Hoje, no Tabor, transformou Cristo a escura natureza de Adão: revestindo-a de seu esplendor, divinizou-a. [1]
Dentre as teofanias narradas nas sagradas escrituras, a Transfiguração é a que traduz profundamente a teologia da divinização do homem. No Tabor, Cristo transforma a natureza humana, escurecida em Adão, revestindo-a com o seu esplendor. De forma concreta se percebe que Cristo não se despe de sua divindade, mas reveste a humanidade de sua glória.
Segundo a tradição, o evento da transfiguração ocorreu 40 dias antes da crucificação, ela é a ponte que introduz no calvário e por fim na ressurreição, situada antes do anúncio da paixão e da morte, prepara-os para a compreensão deste mistério.
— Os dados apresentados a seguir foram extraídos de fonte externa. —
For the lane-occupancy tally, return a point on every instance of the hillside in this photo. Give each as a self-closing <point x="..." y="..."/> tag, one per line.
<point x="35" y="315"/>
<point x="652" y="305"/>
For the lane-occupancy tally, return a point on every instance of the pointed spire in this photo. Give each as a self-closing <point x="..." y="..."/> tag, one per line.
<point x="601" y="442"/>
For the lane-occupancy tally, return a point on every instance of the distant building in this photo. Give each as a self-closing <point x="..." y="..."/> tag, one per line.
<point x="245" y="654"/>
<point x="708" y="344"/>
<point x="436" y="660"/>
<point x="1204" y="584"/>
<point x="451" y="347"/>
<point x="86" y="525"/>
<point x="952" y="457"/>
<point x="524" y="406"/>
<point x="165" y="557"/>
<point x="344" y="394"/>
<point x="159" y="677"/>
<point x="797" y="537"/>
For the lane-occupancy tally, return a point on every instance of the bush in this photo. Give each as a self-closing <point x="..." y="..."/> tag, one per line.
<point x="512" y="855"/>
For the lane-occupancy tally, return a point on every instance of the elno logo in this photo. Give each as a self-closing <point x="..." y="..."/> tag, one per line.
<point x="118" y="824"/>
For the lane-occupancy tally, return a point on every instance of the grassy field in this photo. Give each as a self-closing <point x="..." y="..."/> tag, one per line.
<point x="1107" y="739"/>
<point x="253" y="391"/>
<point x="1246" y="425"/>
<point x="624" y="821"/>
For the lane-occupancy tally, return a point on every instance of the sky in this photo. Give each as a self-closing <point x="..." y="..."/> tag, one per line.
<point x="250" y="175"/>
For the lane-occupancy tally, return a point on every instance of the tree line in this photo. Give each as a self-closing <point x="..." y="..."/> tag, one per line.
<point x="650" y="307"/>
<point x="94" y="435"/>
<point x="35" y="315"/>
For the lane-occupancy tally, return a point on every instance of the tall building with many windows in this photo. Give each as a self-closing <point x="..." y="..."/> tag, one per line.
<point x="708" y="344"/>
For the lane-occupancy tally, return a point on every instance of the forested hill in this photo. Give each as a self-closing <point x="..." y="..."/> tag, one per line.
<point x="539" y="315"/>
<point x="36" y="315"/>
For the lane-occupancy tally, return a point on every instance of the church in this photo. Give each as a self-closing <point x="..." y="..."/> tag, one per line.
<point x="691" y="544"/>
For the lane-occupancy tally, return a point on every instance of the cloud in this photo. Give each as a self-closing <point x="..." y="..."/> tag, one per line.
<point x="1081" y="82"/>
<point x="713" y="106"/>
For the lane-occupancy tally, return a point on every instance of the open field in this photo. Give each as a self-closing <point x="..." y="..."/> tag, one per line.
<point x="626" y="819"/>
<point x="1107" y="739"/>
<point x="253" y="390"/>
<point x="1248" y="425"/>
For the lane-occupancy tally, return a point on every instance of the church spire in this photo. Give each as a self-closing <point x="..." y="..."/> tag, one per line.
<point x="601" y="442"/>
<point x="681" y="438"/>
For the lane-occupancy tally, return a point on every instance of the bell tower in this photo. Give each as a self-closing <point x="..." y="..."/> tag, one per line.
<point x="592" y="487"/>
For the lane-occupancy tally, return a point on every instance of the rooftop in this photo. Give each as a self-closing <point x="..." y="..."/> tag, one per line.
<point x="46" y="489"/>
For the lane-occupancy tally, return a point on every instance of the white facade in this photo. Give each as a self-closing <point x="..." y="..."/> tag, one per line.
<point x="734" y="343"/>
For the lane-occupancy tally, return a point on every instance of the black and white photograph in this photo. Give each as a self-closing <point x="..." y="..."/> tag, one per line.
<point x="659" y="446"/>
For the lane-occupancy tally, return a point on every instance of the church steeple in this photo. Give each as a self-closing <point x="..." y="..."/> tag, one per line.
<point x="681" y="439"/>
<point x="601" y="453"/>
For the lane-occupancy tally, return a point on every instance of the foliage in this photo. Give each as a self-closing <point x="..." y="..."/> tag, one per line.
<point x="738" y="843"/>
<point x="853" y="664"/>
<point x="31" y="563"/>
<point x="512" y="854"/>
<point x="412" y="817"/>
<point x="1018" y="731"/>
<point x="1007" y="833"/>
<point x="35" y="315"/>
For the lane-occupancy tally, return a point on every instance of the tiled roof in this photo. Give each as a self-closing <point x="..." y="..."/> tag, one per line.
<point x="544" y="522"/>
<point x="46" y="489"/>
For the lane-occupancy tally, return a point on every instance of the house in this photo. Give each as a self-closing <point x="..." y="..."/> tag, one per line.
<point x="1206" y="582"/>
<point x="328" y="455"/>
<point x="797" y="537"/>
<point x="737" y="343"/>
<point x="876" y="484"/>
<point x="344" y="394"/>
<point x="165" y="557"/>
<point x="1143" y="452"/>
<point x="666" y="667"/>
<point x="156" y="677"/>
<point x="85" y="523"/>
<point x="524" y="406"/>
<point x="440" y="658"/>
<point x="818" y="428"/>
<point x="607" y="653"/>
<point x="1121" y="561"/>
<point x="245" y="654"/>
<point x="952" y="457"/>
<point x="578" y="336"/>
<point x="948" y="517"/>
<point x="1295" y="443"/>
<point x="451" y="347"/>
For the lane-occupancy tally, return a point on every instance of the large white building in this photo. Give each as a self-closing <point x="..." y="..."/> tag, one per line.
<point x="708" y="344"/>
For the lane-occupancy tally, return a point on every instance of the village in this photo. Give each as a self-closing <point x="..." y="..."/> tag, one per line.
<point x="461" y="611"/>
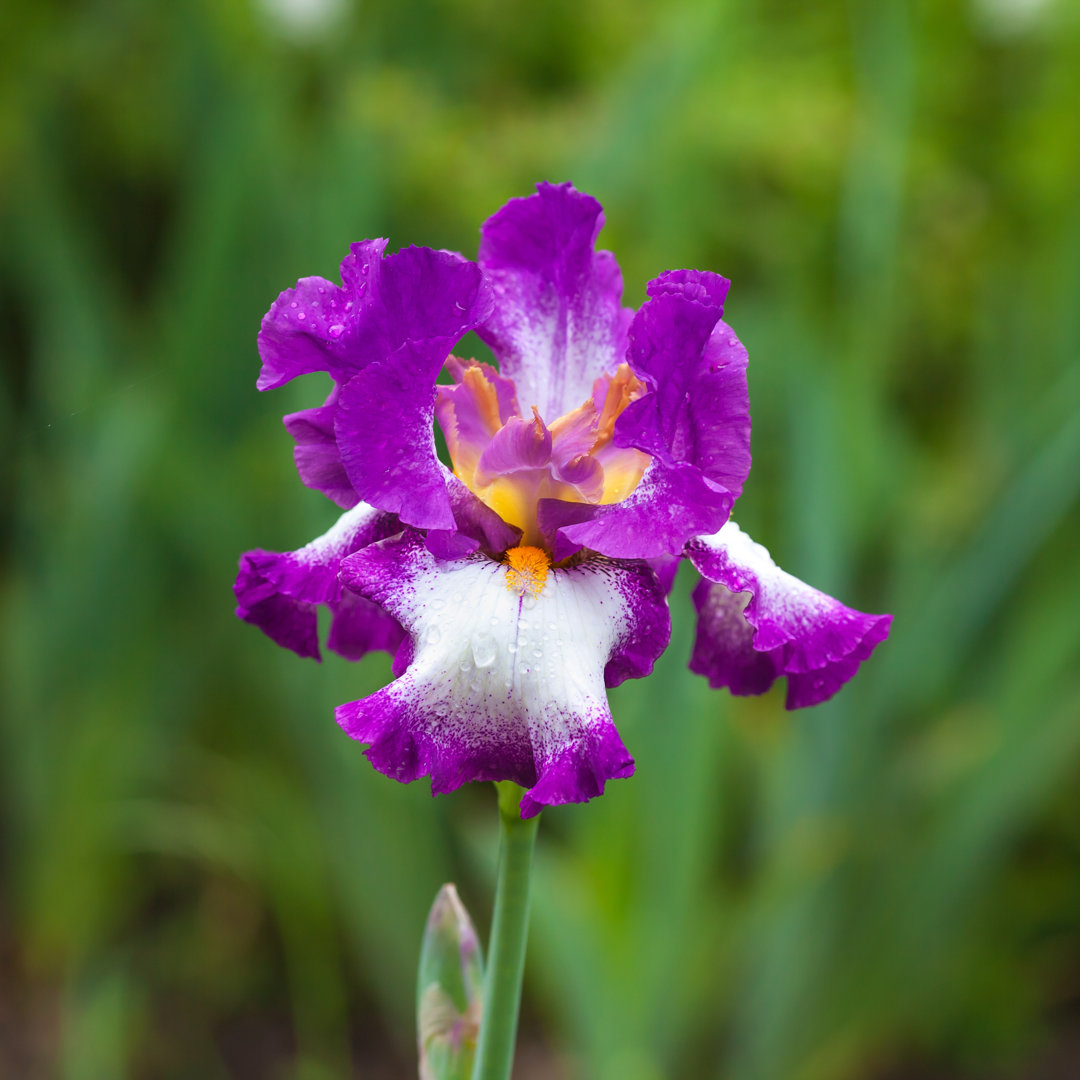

Quase que na mesma dinâmica a Igreja celebra a festa 40 dias antes da Exaltação da Santa Cruz, ou seja, no dia 6 de agosto. Desde o século V, a Igreja faz memória daquele dia em que o Pai dá testemunho do Filho diante de Pedro, João e Tiago.
De forma quase idêntica, a transfiguração é narrada pelos evangelhos sinóticos, Jesus tomou consigo Pedro, Tiago e João, seu irmão (Cf. Mt 17,1). São João Crisóstomo afirma que estes foram escolhidos pois “Pedro amava a Jesus mais do que os outros, João porque era amado por Jesus mais do que os outros, e Tiago porque se unira na resposta do irmão: ‘Sim, podemos beber do teu cálice’ (cf. Mt 20,22).”
Há na transfiguração uma nova manifestação trinitária, após a ocorrida no batismo a voz do Pai dá testemunho, o Espírito ilumina e o Filho recebe e manifesta a palavra e a luz. Para mergulharmos no sentido profundíssimo desta festa recorreremos a iconografia cristã, que traz para nós o Ícone da transfiguração do Senhor, também chamado de Ícone da Luz, pois é exatamente disso que fala.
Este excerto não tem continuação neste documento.